In [None]:
import pandas as pd
import numpy as np
import matplotlib.pyplot as plt
import seaborn as sns
import geopandas as gpd
import folium
import json
import random
import requests
import ast
import re
import time
import datetime
from tqdm import tqdm
from shapely.geometry import Point, LineString, mapping
from sklearn.cluster import DBSCAN, KMeans
from sklearn.ensemble import IsolationForest
from sklearn.decomposition import PCA
from sklearn.preprocessing import MinMaxScaler, PowerTransformer
from sklearn.metrics import silhouette_score
from scipy.stats import skew
from scipy.spatial import ConvexHull
from scipy.cluster.hierarchy import linkage, dendrogram, fcluster

# pre processing for cluster #

In [None]:
# uploading clustering prepared dataframe
df = pd.read_csv('final_to_cluster.csv')

In [None]:
# dropping non useful columns
df["MMSI_CHANGES"] = df["MMSI_CHANGES"].astype(int)
df = df.drop(columns=["BUILT"])
df = df.drop(columns=["FLAGNAME"])
df = df.drop(columns=["Name"])
df = df.drop(columns=["Name_null"])
df = df.drop(columns=["IMO_null"])
df = df.drop(columns=["IMO"])

In [None]:
# List of numerical features (including boolean columns)
numerical_cols = [
    'counts_slow_speed', 'sum_telco_slow', 'sum_power_slow', 
    'sum_gas_slow', 'counts_null_speed', 
    'sum_telco_null','sum_power_null','sum_gas_null', 'counts_cc', 'sum_telco_cc', 'sum_power_cc','sum_gas_cc', 'counts_zz', 'counts_dark','sum_telco_zz','sum_power_zz','sum_gas_zz','sum_telco_dark', 
    'sum_power_dark', 'sum_gas_dark',
    'MMSI_CHANGES', 'OLDER15Y', 'FOC'
]


In [None]:
# columns to be transformed
transform_cols = [
    'counts_slow_speed', 'sum_telco_slow', 'sum_power_slow', 
    'sum_gas_slow', 'counts_null_speed', 
    'sum_telco_null','sum_power_null','sum_gas_null', 'counts_cc', 'sum_telco_cc', 'sum_power_cc','sum_gas_cc', 'counts_zz', 'counts_dark','sum_telco_zz','sum_power_zz','sum_gas_zz','sum_telco_dark', 
    'sum_power_dark', 'sum_gas_dark'
    
]

In [None]:


# Apply Yeo-Johnson to stubborn columns
pt = PowerTransformer(method='yeo-johnson')
for col in transform_cols:
    df[col] = pt.fit_transform(df[[col]])

In [None]:
#check skreweness of numerical columns
skewness = df[numerical_cols].skew()
print(skewness)

In [None]:
#scaling numerical columns
scaler = MinMaxScaler()
X_scaled = scaler.fit_transform(df[numerical_cols])

# k means #

In [None]:
# finding optimal k with silhouette score and elbow method
#defining the range of k values to test
k_values = range(2, 10)
inertia = []
silhouette_scores = []

for k in k_values:
    kmeans = KMeans(n_clusters=k, random_state=42)
    clusters = kmeans.fit_predict(X_scaled)  # X_scaled is your MinMax-scaled data
    inertia.append(kmeans.inertia_)
    silhouette_scores.append(silhouette_score(X_scaled, clusters))
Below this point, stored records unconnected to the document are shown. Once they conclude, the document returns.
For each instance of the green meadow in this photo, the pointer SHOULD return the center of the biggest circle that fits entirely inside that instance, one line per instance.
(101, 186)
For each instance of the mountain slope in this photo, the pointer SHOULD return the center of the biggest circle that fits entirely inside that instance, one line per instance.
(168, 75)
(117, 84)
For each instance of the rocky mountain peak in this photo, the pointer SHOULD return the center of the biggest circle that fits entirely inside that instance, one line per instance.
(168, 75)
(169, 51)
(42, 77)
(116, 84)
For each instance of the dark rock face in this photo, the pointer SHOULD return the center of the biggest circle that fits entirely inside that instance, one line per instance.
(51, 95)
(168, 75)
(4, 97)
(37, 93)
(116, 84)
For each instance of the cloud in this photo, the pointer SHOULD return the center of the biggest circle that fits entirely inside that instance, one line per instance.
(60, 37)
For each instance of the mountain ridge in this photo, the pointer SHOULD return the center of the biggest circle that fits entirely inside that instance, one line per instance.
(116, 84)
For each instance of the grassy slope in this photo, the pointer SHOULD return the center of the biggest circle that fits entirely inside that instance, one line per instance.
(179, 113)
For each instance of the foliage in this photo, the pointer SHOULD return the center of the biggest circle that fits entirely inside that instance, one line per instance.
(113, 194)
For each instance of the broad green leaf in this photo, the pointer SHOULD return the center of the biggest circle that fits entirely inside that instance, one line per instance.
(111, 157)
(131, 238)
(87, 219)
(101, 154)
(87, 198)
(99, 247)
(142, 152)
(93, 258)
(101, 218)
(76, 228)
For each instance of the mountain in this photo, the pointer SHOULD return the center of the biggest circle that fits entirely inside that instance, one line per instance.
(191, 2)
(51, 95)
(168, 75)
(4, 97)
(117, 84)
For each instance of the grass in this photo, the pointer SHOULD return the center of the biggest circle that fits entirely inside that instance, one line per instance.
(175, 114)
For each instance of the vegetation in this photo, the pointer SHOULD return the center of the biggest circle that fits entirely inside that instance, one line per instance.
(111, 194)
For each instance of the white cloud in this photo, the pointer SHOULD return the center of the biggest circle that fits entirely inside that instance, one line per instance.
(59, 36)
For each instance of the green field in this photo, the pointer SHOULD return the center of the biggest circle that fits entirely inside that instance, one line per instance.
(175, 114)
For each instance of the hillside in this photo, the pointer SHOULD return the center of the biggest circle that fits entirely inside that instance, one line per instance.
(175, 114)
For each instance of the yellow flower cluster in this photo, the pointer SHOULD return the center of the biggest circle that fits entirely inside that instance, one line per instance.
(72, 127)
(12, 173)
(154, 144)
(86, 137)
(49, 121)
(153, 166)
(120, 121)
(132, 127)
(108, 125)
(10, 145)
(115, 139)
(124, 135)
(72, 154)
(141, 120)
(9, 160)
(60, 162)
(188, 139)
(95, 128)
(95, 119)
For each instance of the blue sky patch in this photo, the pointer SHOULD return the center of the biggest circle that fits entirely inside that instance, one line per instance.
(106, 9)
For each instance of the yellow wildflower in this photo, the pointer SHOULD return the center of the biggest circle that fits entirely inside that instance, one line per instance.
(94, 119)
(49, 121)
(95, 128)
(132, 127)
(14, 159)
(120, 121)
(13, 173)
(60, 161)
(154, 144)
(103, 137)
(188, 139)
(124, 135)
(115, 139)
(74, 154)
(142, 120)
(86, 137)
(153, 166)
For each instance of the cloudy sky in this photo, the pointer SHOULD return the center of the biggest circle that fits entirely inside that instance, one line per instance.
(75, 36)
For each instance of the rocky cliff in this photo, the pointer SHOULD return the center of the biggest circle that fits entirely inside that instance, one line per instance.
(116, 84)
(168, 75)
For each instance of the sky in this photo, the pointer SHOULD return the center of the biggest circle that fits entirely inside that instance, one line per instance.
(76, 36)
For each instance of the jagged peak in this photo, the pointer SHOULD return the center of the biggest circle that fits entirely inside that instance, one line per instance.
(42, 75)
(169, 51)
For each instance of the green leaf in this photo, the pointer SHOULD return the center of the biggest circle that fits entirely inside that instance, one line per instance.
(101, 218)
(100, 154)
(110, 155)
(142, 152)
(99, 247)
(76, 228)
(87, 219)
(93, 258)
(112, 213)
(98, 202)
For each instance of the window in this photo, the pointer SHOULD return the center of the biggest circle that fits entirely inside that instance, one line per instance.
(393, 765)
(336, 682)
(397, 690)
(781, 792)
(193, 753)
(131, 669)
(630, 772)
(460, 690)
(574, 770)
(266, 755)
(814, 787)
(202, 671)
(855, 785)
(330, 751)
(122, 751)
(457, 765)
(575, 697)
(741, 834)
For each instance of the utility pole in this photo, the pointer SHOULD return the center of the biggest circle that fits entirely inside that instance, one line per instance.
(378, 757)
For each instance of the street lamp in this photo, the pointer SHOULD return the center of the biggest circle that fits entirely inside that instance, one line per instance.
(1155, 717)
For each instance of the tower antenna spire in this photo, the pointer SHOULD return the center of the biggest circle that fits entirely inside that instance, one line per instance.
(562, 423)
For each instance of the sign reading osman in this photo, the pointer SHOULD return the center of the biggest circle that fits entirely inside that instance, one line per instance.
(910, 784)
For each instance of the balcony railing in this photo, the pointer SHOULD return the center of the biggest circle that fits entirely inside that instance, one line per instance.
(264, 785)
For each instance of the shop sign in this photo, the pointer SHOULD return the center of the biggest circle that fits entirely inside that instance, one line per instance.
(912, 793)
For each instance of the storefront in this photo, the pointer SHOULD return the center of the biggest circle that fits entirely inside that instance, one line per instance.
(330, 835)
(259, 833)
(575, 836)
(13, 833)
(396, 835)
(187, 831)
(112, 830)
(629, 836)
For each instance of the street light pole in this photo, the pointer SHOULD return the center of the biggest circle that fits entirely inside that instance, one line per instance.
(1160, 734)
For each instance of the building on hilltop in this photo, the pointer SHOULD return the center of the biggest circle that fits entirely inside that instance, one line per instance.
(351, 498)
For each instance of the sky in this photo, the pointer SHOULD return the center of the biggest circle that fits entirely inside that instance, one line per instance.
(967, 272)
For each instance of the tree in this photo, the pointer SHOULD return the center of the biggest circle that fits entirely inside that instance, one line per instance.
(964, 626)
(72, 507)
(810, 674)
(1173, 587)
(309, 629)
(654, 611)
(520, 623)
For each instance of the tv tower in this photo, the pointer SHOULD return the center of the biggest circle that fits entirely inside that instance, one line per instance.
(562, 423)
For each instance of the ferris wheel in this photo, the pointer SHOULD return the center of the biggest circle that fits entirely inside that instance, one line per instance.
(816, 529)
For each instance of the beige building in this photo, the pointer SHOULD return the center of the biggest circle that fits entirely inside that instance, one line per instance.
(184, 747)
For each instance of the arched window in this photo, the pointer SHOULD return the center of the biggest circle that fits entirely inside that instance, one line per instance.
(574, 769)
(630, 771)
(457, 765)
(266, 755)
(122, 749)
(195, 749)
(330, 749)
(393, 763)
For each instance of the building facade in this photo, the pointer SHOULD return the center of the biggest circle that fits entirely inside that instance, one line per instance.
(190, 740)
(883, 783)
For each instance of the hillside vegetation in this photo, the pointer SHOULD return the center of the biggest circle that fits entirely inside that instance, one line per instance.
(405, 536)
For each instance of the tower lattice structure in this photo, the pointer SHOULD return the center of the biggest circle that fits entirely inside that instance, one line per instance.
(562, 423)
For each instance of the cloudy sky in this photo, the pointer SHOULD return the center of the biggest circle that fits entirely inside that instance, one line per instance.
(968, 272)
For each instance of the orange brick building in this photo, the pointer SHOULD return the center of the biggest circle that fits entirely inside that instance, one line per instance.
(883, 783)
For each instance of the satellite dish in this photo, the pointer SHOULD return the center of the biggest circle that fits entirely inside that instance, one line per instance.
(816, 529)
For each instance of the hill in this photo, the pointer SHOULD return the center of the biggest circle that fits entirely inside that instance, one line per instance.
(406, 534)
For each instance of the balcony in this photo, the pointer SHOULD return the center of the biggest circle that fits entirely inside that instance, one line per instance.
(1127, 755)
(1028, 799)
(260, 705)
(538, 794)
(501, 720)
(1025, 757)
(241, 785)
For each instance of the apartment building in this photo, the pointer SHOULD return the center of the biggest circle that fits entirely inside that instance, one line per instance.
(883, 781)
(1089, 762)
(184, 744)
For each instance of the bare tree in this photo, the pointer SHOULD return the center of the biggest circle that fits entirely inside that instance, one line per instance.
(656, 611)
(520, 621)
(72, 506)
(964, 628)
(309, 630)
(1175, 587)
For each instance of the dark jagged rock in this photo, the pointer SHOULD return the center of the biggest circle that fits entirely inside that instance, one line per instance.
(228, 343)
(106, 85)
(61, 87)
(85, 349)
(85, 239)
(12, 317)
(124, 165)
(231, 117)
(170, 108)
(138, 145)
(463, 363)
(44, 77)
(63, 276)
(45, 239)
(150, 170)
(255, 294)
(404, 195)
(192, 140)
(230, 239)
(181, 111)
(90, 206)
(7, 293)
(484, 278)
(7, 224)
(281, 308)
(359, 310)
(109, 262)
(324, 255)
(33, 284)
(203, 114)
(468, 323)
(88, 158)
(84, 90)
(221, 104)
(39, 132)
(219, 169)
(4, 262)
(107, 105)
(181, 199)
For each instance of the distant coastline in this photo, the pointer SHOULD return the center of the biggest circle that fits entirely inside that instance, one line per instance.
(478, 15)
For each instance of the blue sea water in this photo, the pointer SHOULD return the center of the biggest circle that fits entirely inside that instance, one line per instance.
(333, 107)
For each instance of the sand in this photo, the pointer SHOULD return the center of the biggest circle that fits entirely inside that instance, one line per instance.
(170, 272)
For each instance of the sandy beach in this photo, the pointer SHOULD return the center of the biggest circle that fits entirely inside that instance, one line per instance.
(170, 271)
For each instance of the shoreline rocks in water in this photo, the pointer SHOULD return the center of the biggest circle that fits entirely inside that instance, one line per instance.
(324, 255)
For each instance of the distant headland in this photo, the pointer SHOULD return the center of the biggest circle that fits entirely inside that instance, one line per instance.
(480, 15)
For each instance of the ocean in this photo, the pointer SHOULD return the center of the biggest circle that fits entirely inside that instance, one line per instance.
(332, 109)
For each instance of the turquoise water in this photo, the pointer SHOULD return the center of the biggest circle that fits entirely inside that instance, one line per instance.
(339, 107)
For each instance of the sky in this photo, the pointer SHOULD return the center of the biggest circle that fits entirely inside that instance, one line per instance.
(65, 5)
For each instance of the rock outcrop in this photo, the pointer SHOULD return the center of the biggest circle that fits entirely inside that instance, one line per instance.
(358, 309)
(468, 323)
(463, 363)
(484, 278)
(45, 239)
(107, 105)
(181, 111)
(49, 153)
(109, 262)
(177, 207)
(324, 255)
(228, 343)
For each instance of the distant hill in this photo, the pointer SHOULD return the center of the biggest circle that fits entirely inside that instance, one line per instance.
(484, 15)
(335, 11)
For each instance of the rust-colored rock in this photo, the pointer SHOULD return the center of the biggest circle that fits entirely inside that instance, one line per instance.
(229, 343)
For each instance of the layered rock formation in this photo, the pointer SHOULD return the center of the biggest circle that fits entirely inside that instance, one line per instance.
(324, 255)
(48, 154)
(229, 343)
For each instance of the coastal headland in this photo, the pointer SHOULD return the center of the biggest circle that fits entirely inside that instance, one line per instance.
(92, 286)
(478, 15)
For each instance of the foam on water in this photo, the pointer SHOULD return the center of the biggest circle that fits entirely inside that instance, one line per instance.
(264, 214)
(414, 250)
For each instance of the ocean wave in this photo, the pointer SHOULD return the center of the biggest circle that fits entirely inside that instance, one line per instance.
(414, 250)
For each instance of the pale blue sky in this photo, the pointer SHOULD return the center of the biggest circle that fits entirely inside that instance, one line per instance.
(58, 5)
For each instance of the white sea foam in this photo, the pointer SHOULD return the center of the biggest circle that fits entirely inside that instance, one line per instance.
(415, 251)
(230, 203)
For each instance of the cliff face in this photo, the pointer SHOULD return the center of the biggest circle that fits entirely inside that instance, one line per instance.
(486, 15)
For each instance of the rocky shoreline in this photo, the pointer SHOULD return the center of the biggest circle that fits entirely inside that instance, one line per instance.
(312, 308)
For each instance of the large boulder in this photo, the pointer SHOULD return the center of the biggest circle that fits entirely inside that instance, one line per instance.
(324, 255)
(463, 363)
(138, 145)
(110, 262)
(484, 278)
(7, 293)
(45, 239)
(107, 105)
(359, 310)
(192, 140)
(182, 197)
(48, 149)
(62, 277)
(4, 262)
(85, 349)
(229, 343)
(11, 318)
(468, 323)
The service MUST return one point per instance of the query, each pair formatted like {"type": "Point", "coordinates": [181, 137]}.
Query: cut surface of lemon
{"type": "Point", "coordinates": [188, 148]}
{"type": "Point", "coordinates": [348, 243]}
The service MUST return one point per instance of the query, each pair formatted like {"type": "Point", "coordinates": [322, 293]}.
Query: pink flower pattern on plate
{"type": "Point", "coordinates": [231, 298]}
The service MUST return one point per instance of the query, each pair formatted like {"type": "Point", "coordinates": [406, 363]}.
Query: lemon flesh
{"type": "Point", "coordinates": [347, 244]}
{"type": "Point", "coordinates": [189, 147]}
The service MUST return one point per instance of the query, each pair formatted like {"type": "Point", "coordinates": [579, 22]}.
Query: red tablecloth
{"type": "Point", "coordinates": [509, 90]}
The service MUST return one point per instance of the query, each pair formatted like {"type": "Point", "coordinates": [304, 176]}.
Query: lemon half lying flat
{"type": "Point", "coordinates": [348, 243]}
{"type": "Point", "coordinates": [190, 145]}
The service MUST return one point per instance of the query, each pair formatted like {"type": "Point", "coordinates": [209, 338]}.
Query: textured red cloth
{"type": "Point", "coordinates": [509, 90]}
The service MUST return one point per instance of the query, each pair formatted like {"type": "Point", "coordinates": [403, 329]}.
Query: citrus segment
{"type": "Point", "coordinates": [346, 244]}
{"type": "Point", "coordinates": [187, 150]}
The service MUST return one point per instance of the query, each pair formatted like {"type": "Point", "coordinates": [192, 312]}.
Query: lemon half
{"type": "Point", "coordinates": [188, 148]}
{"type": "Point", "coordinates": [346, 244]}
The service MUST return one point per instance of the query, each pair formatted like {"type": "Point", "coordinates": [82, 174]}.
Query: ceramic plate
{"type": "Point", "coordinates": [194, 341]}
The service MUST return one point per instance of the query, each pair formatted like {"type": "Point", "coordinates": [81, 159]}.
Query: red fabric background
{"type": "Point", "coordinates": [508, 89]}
# Create side-by-side subplots
fig, axs = plt.subplots(1, 2, figsize=(12, 5))

# Elbow Method plot
axs[0].plot(k_values, inertia, marker='o')
axs[0].set_xlabel('Number of Clusters (k)')
axs[0].set_ylabel('Inertia')
axs[0].set_title('Elbow Method')

# Silhouette Score plot
axs[1].plot(k_values, silhouette_scores, marker='o', color='orange')
axs[1].set_xlabel('Number of Clusters (k)')
axs[1].set_ylabel('Silhouette Score')
axs[1].set_title('Silhouette Scores')

# Adjust layout and display
plt.tight_layout()
plt.show()

In [None]:
# kmeans with 2 clusters
kmeans = KMeans(n_clusters=2, random_state=42)
clusters = kmeans.fit_predict(X_scaled)
df['cluster'] = clusters

In [None]:
#inspecting the kmeans cluster results
summary = df.groupby('cluster').mean()
print(summary)

# Hierarchical clustering #

In [None]:
# Assuming X_scaled is your MinMax-scaled data (as a numpy array or DataFrame)
# 1. Compute the linkage matrix
Z = linkage(X_scaled, method='ward')  

# 2. Plot the dendrogram
plt.figure(figsize=(12, 6))
dendrogram(Z)
plt.title('Hierarchical Clustering Dendrogram')
plt.xlabel('Sample index')
plt.ylabel('Distance')
plt.show()

# 3. setting two as the number of clusters 
clusters = fcluster(Z, t=2, criterion='maxclust')
df['hierarchical_cluster'] = clusters

In [None]:
#inspecting hierarchical clustering results
summary_h = df.groupby('hierarchical_cluster').mean()
print(summary_h)

In [None]:
# Kmeans Cluster: if 0 -> "High", if 1 -> "Low"
df['cluster'] = df['cluster'].replace({1: 'High', 0: 'Low'})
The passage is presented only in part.